Determination of the level of normal protective service will be made by GSA on a case-by-case basis and will consider the facility's location; size and configuration; history of criminal or disruptive incidents in the surrounding neighborhood not primarily directed toward the occupant agency's mission; extent of exterior lighting; presence of physical barriers; and such other factors as may be deemed pertinent.

41 C.F.R. § 101-20.502.

There is no proof that this reasonable standard was violated in this instance. By establishing security at designated entrances after business hours, defendant was adhering to a reasonable standard of care consistent with community standards and there is no showing that a higher standard was required by any facts known to defendant. There is, moreover, no proof that even if a higher standard of protective service had been established the failure to follow a higher standard on the facts of this case could be said to be a proximate cause of the injury. Finally, the Government's decision to maintain only two guards and to lower the lights due to the energy crisis were clearly discretionary acts. See Dalehite v. United States, 346 U.S. 15, 73 S. Ct. 956, 97 L. Ed. 1427 (1953); United States v. Faneca, 332 F.2d 872, 874-75 (5th Cir. 1964), cert. denied, 380 U.S. 971, 85 S. Ct. 1327, 14 L. Ed. 2d 268 (1965); Monarch Insurance Co. v. District of Columbia, 353 F. Supp. 1249, 1256-59 (D.D.C.1973), aff'd mem., 162 U.S. App.D.C. 96, 497 F.2d 684, cert. denied, 419 U.S. 1021, 95 S. Ct. 497, 42 L. Ed. 2d 295 (1974); Taxay v. United States, 345 F.Supp. *321 1284, 1285-86 (D.D.C.1972), aff'd mem., 159 U.S.App.D.C. 343, 487 F.2d 1214 (1973); 28 U.S.C. § 2680(a) (1976).

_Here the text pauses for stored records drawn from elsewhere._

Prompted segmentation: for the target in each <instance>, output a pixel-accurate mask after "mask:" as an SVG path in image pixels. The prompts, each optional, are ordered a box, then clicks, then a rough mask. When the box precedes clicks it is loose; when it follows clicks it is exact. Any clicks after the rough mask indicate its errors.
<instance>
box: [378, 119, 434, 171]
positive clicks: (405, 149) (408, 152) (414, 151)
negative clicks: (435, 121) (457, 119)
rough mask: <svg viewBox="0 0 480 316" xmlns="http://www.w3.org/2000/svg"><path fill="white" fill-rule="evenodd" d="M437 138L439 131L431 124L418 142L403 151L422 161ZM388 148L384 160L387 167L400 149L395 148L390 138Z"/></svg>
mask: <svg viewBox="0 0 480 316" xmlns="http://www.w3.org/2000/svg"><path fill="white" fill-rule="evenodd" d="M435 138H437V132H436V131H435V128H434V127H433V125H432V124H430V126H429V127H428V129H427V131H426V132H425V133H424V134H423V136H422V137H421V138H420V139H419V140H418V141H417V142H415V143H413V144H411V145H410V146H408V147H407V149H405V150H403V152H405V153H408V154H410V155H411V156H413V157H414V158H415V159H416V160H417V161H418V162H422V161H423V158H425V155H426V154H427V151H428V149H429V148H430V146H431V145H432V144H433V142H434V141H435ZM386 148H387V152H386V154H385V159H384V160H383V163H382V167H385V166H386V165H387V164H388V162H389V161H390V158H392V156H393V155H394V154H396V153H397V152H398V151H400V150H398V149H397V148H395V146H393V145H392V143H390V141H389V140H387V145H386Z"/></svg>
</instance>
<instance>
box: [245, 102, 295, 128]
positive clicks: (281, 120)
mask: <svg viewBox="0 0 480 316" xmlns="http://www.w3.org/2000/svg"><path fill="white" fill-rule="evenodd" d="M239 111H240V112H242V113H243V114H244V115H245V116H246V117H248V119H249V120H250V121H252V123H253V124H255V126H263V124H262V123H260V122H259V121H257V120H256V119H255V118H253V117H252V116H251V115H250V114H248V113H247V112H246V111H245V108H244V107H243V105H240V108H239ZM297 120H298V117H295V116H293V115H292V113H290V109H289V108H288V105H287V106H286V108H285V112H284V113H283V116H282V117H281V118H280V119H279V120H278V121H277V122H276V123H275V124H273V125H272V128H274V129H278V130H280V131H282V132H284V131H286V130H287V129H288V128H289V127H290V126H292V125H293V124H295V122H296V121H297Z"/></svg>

Plaintiff has failed to meet her burden of proof. No negligence on the part of defendants was established. The complaint must therefore be dismissed. The Clerk of Court shall enter judgment for defendants.

SO ORDERED.

NOTES

[*] For the benefit of the parties, the Court delayed this case for a substantial period in the hope that, following his unsuccessful appeal, the assailant would be willing to testify. He has nonetheless refused to do so and remains incarcerated at Lorton for his crime.